女の子だから?乱暴に振り離せない彼が、とても愛おしかった。
△時間経過
酸欠か、疲労か。気を失った私をレオンハルトが抱き上げた。その足は直ぐに、次の女のもとへ向かう。
「そういえば最中だったね。性欲に限度ってないの?」
「ウルセェ。これが俺様なりの愛の伝え方だ。」
レオンハルトは私たち二人を米俵抱っこして、私室へ連行した。ドアを激しく開ける音で目が覚める。パッと瞼を開くと、中ではネクタイを緩めアクアさんがお酒を傾けていた……この男は一日に何人とセックスしているんだ?いつ寝てるんだ?
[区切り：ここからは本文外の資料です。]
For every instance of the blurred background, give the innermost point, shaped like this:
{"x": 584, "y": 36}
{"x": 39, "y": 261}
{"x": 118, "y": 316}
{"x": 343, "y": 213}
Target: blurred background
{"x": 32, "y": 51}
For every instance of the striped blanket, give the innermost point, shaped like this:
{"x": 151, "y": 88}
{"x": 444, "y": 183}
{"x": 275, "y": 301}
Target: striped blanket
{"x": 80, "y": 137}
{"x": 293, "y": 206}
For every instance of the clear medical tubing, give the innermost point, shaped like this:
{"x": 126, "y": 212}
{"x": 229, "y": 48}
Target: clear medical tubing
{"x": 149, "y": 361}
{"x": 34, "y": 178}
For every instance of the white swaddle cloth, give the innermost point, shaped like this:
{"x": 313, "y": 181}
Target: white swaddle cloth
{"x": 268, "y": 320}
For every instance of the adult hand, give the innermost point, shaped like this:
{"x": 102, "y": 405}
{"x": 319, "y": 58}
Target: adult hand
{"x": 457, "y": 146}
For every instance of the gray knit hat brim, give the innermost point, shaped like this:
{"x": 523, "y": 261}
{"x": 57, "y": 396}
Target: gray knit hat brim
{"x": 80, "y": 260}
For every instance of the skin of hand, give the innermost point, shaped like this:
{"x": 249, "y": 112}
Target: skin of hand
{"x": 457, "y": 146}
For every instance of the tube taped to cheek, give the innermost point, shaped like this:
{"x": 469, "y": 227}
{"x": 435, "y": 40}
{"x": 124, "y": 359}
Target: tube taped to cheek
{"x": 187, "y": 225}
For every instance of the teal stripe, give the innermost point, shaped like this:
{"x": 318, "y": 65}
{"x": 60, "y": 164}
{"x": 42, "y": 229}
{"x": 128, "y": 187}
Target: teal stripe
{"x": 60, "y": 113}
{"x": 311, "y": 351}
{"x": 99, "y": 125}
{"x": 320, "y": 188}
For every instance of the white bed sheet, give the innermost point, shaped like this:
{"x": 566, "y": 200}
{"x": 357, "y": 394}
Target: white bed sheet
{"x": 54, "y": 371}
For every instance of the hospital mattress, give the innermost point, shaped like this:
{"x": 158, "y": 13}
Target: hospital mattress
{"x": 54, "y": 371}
「おい、今日はボクだけを愛するって話だっただろ大将。…ハムはまだいいとして…」
「予定変更だ。今日は貴様ら3人がバカになるまで愛を与えてやる。総員、作戦準備だぁぁぁっ!」
「......叶わねえよ。ったく。」
お米様だっこから解放された私たちは、一人一人ランジェリーに着替えた。
マギカさんの肉体は薄いピンクの布越しにも豊満さを伝えてくる。いや、直接見えないぶん凶悪さを増しているように感じられる。ピンと背筋を伸ばしていると立派さが強調される。アクアさんの体はスレンダーな曲線で構成されていて、スタイリッシュと柔らかさを両立している。シックな寝具にもたれかかる姿や落ち着いた黒の下着とハーモニーを作り、とても様になっている。マフィアっぽい。かっこいいけど、ガーターベルトで作られた絶対領域から目が離せなくなる。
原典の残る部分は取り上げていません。